E. Guigal Côtes du Rhône — $45
Guigal's entry-level Rhône consistently punches above its price tier — juicy, food-friendly, and one of the most reliable bottles in French wine. At the low end of this list's bottle range, it's the easy win.
Pouilly-Fumé
Most tables here are going to reach for a red, but a Loire Pouilly-Fumé against the house-made charcuterie or that roasted beet salad with local cheese is a quietly devastating combo — crisp, mineral, and genuinely underordered at a farm-to-table spot like this.
Château Pichon Baron
This is a prestige Bordeaux label and the price will reflect it — you're paying for the name in a setting where the food story is really about New Mexico, not Pauillac. Save the Pichon Baron for a night when that's the whole point.
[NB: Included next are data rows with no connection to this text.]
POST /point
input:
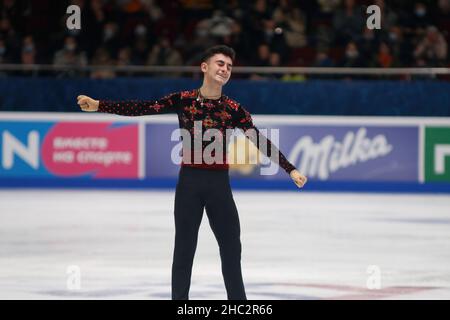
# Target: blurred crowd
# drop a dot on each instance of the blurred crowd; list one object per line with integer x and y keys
{"x": 319, "y": 33}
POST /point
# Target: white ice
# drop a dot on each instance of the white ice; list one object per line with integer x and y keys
{"x": 296, "y": 245}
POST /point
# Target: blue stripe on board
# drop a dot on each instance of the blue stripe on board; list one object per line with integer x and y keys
{"x": 241, "y": 184}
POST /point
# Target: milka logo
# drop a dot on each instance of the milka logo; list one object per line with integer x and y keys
{"x": 329, "y": 155}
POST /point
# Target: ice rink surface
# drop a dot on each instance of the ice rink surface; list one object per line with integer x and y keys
{"x": 91, "y": 244}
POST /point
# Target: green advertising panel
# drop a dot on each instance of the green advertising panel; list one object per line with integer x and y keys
{"x": 437, "y": 154}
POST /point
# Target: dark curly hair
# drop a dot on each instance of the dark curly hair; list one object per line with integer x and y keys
{"x": 225, "y": 50}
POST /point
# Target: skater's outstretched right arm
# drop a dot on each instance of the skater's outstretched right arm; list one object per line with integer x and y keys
{"x": 166, "y": 104}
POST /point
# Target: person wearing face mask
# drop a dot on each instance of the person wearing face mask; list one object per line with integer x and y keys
{"x": 70, "y": 56}
{"x": 421, "y": 18}
{"x": 352, "y": 58}
{"x": 204, "y": 184}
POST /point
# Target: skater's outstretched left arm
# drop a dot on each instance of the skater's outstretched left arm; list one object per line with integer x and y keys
{"x": 166, "y": 104}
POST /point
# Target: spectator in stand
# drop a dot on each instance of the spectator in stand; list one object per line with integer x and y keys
{"x": 384, "y": 57}
{"x": 163, "y": 54}
{"x": 432, "y": 50}
{"x": 70, "y": 55}
{"x": 352, "y": 58}
{"x": 102, "y": 58}
{"x": 348, "y": 22}
{"x": 293, "y": 23}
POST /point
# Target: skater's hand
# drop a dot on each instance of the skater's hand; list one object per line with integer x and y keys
{"x": 87, "y": 104}
{"x": 298, "y": 178}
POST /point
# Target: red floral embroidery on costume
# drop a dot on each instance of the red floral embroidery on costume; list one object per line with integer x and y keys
{"x": 216, "y": 114}
{"x": 193, "y": 109}
{"x": 209, "y": 123}
{"x": 189, "y": 94}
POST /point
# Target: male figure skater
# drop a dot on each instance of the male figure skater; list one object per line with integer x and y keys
{"x": 203, "y": 184}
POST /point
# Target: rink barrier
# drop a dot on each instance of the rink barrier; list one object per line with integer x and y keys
{"x": 351, "y": 154}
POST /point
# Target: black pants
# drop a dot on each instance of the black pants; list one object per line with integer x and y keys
{"x": 198, "y": 189}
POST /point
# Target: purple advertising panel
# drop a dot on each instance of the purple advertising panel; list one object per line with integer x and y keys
{"x": 321, "y": 152}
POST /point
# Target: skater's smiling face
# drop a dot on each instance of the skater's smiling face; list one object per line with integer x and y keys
{"x": 217, "y": 69}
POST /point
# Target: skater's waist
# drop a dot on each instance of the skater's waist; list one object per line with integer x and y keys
{"x": 213, "y": 166}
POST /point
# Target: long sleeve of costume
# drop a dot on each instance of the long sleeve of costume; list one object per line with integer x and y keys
{"x": 244, "y": 122}
{"x": 167, "y": 104}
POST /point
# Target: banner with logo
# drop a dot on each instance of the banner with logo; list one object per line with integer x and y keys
{"x": 321, "y": 152}
{"x": 437, "y": 154}
{"x": 62, "y": 149}
{"x": 335, "y": 153}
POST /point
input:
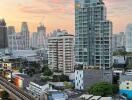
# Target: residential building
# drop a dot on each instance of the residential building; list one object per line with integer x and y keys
{"x": 3, "y": 35}
{"x": 55, "y": 95}
{"x": 21, "y": 80}
{"x": 39, "y": 89}
{"x": 86, "y": 78}
{"x": 118, "y": 41}
{"x": 11, "y": 38}
{"x": 128, "y": 34}
{"x": 33, "y": 41}
{"x": 61, "y": 52}
{"x": 125, "y": 86}
{"x": 25, "y": 34}
{"x": 39, "y": 38}
{"x": 93, "y": 45}
{"x": 119, "y": 62}
{"x": 20, "y": 40}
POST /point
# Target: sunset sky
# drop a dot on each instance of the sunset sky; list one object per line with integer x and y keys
{"x": 59, "y": 13}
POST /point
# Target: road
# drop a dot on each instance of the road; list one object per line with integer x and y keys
{"x": 14, "y": 90}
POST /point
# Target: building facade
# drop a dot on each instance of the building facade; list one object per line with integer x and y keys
{"x": 61, "y": 52}
{"x": 39, "y": 38}
{"x": 93, "y": 34}
{"x": 118, "y": 41}
{"x": 88, "y": 77}
{"x": 3, "y": 34}
{"x": 20, "y": 40}
{"x": 125, "y": 86}
{"x": 128, "y": 34}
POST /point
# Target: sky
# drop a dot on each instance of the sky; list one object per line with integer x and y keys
{"x": 59, "y": 13}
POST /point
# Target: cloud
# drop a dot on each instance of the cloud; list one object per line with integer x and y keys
{"x": 49, "y": 7}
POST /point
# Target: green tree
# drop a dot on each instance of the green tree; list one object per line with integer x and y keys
{"x": 47, "y": 72}
{"x": 68, "y": 85}
{"x": 102, "y": 89}
{"x": 4, "y": 95}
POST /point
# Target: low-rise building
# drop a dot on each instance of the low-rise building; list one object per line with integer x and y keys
{"x": 88, "y": 77}
{"x": 55, "y": 95}
{"x": 21, "y": 80}
{"x": 39, "y": 89}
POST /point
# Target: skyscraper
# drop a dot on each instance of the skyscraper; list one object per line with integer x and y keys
{"x": 61, "y": 52}
{"x": 118, "y": 41}
{"x": 3, "y": 34}
{"x": 92, "y": 34}
{"x": 25, "y": 34}
{"x": 41, "y": 37}
{"x": 128, "y": 34}
{"x": 11, "y": 37}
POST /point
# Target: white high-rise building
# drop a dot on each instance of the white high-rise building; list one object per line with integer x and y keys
{"x": 61, "y": 52}
{"x": 118, "y": 41}
{"x": 39, "y": 39}
{"x": 93, "y": 32}
{"x": 11, "y": 38}
{"x": 128, "y": 34}
{"x": 20, "y": 40}
{"x": 25, "y": 35}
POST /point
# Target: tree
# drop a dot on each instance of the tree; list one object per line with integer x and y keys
{"x": 4, "y": 95}
{"x": 68, "y": 85}
{"x": 47, "y": 72}
{"x": 102, "y": 89}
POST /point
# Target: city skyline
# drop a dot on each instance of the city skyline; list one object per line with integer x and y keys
{"x": 59, "y": 13}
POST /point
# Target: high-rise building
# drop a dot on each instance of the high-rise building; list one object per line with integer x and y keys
{"x": 25, "y": 34}
{"x": 61, "y": 52}
{"x": 92, "y": 34}
{"x": 39, "y": 39}
{"x": 3, "y": 35}
{"x": 128, "y": 34}
{"x": 11, "y": 38}
{"x": 118, "y": 41}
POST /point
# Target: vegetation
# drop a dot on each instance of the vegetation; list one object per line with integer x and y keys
{"x": 103, "y": 89}
{"x": 69, "y": 85}
{"x": 46, "y": 71}
{"x": 79, "y": 67}
{"x": 4, "y": 95}
{"x": 60, "y": 78}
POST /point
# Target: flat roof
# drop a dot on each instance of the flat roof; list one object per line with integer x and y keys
{"x": 95, "y": 98}
{"x": 106, "y": 98}
{"x": 86, "y": 96}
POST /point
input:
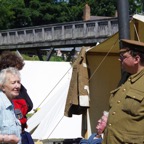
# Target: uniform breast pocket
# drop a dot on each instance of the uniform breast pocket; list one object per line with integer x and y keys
{"x": 112, "y": 93}
{"x": 133, "y": 103}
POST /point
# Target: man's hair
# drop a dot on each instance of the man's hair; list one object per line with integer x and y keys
{"x": 4, "y": 72}
{"x": 11, "y": 59}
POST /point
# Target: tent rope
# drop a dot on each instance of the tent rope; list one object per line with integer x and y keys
{"x": 136, "y": 32}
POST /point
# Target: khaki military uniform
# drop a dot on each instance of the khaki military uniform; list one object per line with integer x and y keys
{"x": 126, "y": 115}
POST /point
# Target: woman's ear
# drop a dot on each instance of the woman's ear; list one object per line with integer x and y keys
{"x": 137, "y": 59}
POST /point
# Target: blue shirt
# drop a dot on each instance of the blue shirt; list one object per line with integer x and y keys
{"x": 9, "y": 124}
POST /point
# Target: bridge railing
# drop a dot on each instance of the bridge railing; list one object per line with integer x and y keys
{"x": 63, "y": 31}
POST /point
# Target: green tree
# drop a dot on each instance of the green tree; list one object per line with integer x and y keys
{"x": 18, "y": 13}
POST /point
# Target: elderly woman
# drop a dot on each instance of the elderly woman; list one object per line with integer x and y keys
{"x": 10, "y": 127}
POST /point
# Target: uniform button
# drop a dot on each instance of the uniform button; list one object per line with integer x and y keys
{"x": 124, "y": 90}
{"x": 109, "y": 124}
{"x": 118, "y": 102}
{"x": 113, "y": 113}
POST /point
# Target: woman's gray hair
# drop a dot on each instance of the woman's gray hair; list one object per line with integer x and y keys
{"x": 4, "y": 72}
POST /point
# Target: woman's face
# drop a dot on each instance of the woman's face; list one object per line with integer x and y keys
{"x": 12, "y": 86}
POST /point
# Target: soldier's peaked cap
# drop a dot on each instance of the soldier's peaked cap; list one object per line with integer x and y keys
{"x": 132, "y": 45}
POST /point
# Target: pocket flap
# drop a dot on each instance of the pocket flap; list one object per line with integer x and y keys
{"x": 135, "y": 94}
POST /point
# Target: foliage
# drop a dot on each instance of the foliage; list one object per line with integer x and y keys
{"x": 18, "y": 13}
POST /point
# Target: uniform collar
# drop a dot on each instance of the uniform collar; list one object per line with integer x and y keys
{"x": 136, "y": 76}
{"x": 5, "y": 100}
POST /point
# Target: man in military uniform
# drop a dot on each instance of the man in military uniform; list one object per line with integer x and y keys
{"x": 126, "y": 115}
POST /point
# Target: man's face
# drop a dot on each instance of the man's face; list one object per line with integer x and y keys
{"x": 101, "y": 124}
{"x": 12, "y": 86}
{"x": 128, "y": 62}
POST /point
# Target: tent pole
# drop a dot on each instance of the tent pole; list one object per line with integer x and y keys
{"x": 124, "y": 29}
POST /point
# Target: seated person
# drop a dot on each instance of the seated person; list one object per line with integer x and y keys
{"x": 96, "y": 138}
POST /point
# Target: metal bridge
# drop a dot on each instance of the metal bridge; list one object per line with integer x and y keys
{"x": 62, "y": 35}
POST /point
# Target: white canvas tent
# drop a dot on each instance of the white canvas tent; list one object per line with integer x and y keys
{"x": 47, "y": 84}
{"x": 104, "y": 73}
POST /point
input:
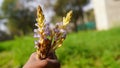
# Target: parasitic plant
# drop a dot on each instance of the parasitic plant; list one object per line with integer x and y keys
{"x": 49, "y": 39}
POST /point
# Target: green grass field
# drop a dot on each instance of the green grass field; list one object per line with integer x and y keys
{"x": 86, "y": 49}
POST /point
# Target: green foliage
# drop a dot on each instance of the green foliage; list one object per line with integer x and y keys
{"x": 20, "y": 19}
{"x": 89, "y": 49}
{"x": 61, "y": 7}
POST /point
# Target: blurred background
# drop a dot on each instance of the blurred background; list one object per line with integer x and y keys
{"x": 93, "y": 39}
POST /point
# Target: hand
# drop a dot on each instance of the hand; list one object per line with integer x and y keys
{"x": 50, "y": 62}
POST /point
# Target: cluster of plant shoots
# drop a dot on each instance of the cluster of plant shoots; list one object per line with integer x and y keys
{"x": 49, "y": 39}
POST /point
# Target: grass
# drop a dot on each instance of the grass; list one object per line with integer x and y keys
{"x": 87, "y": 49}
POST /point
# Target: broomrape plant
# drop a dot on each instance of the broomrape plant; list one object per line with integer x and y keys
{"x": 49, "y": 39}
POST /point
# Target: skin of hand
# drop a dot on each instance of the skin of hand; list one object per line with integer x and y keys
{"x": 50, "y": 62}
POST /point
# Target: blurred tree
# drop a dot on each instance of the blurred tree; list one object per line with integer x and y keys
{"x": 62, "y": 7}
{"x": 20, "y": 19}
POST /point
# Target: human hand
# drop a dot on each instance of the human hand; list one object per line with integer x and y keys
{"x": 50, "y": 62}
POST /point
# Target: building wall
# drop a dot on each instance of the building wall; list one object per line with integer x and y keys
{"x": 113, "y": 12}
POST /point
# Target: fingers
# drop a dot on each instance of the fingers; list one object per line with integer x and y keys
{"x": 53, "y": 63}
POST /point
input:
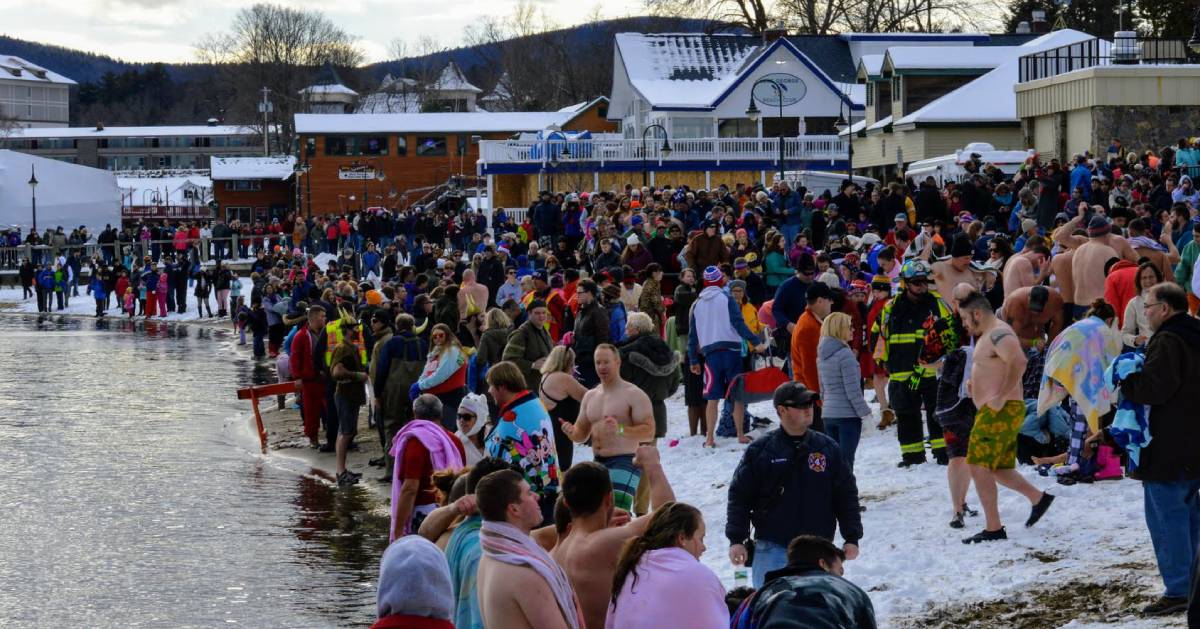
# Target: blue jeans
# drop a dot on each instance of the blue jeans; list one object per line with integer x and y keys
{"x": 846, "y": 432}
{"x": 1173, "y": 516}
{"x": 768, "y": 557}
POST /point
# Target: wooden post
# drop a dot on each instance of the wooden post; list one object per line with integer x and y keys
{"x": 265, "y": 390}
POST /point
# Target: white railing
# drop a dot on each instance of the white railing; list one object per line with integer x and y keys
{"x": 697, "y": 149}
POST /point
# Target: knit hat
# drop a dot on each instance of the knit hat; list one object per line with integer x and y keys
{"x": 475, "y": 405}
{"x": 1098, "y": 226}
{"x": 713, "y": 276}
{"x": 414, "y": 580}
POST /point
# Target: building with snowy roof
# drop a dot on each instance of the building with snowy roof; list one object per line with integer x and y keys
{"x": 1080, "y": 96}
{"x": 33, "y": 95}
{"x": 143, "y": 148}
{"x": 925, "y": 102}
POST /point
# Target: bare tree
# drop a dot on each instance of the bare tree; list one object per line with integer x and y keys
{"x": 281, "y": 49}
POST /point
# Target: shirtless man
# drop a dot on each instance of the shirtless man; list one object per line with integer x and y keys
{"x": 589, "y": 550}
{"x": 955, "y": 270}
{"x": 1062, "y": 277}
{"x": 995, "y": 385}
{"x": 617, "y": 417}
{"x": 513, "y": 593}
{"x": 1145, "y": 247}
{"x": 1036, "y": 315}
{"x": 1026, "y": 268}
{"x": 1089, "y": 258}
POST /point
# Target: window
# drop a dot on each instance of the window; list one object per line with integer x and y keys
{"x": 737, "y": 127}
{"x": 431, "y": 145}
{"x": 691, "y": 127}
{"x": 243, "y": 185}
{"x": 354, "y": 145}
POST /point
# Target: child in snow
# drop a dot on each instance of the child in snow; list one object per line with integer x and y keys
{"x": 129, "y": 301}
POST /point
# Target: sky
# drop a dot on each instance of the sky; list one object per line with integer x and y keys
{"x": 166, "y": 30}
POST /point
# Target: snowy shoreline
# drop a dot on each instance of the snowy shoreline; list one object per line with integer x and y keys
{"x": 1090, "y": 556}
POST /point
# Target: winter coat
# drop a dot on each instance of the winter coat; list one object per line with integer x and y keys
{"x": 1167, "y": 383}
{"x": 527, "y": 345}
{"x": 841, "y": 387}
{"x": 807, "y": 595}
{"x": 787, "y": 487}
{"x": 652, "y": 366}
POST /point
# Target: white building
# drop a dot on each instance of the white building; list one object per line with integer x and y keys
{"x": 33, "y": 95}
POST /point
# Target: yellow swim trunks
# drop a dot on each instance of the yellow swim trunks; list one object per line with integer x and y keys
{"x": 994, "y": 436}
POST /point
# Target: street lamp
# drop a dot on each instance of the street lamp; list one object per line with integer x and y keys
{"x": 665, "y": 150}
{"x": 845, "y": 124}
{"x": 753, "y": 113}
{"x": 33, "y": 193}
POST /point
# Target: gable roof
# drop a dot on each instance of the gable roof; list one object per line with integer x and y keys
{"x": 990, "y": 97}
{"x": 17, "y": 69}
{"x": 453, "y": 79}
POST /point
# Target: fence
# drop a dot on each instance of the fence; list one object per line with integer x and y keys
{"x": 1092, "y": 53}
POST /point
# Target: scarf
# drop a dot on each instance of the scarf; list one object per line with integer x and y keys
{"x": 1131, "y": 426}
{"x": 443, "y": 454}
{"x": 507, "y": 544}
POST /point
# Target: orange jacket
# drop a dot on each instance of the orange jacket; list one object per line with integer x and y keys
{"x": 804, "y": 351}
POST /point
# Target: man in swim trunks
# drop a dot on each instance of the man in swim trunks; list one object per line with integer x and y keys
{"x": 995, "y": 385}
{"x": 618, "y": 417}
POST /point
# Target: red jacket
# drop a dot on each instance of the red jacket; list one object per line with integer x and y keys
{"x": 1119, "y": 287}
{"x": 300, "y": 361}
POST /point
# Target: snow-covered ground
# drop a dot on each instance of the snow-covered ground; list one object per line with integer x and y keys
{"x": 1092, "y": 543}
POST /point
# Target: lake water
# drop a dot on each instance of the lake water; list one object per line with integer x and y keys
{"x": 132, "y": 492}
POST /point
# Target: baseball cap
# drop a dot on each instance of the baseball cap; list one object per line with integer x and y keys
{"x": 796, "y": 395}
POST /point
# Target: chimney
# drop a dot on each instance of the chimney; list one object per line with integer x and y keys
{"x": 1039, "y": 24}
{"x": 774, "y": 33}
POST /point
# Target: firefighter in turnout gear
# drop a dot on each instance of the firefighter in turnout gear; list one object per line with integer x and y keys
{"x": 917, "y": 329}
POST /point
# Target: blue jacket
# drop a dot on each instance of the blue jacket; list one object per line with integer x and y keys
{"x": 1081, "y": 178}
{"x": 720, "y": 333}
{"x": 787, "y": 490}
{"x": 46, "y": 279}
{"x": 791, "y": 299}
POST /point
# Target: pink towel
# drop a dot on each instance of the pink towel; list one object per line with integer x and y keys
{"x": 443, "y": 455}
{"x": 508, "y": 544}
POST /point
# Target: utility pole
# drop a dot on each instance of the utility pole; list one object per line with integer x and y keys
{"x": 265, "y": 108}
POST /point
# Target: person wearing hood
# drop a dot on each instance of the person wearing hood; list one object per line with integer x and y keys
{"x": 1169, "y": 466}
{"x": 810, "y": 591}
{"x": 841, "y": 385}
{"x": 472, "y": 420}
{"x": 715, "y": 331}
{"x": 652, "y": 366}
{"x": 1186, "y": 192}
{"x": 414, "y": 587}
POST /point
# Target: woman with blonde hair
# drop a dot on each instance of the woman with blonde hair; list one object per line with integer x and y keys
{"x": 444, "y": 373}
{"x": 841, "y": 385}
{"x": 561, "y": 394}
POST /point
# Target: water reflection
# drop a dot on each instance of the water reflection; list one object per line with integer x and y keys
{"x": 131, "y": 497}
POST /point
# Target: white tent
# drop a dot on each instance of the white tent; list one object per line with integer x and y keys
{"x": 67, "y": 195}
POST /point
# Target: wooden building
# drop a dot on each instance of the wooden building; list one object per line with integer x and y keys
{"x": 358, "y": 161}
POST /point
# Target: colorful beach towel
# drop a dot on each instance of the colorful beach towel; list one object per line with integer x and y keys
{"x": 1131, "y": 426}
{"x": 1074, "y": 366}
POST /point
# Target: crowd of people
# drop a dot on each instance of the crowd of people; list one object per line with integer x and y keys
{"x": 1044, "y": 318}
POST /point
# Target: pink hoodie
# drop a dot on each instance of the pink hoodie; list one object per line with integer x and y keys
{"x": 670, "y": 575}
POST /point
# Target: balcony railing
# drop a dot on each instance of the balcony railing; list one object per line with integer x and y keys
{"x": 807, "y": 148}
{"x": 1091, "y": 53}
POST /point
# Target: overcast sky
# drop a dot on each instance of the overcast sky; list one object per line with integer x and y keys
{"x": 165, "y": 30}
Sancerre + Roasted Beet Salad with Local Cheese
Sancerre's bright acidity and grassy minerality cut right through the earthiness of roasted beets and complement the tang of local New Mexico cheese without stepping on either. Classic Loire logic applied to a Southwest plate.
🎲 The Bottom Line
Level 5 is the kind of wine list that earns a double-take — a France-forward, Wine Spectator-recognized program perched on a rooftop above Albuquerque. It's not perfect, but it's specific and it cares, and that counts for a lot when you're watching the sun drop behind the Sandias with a glass of Guigal in hand.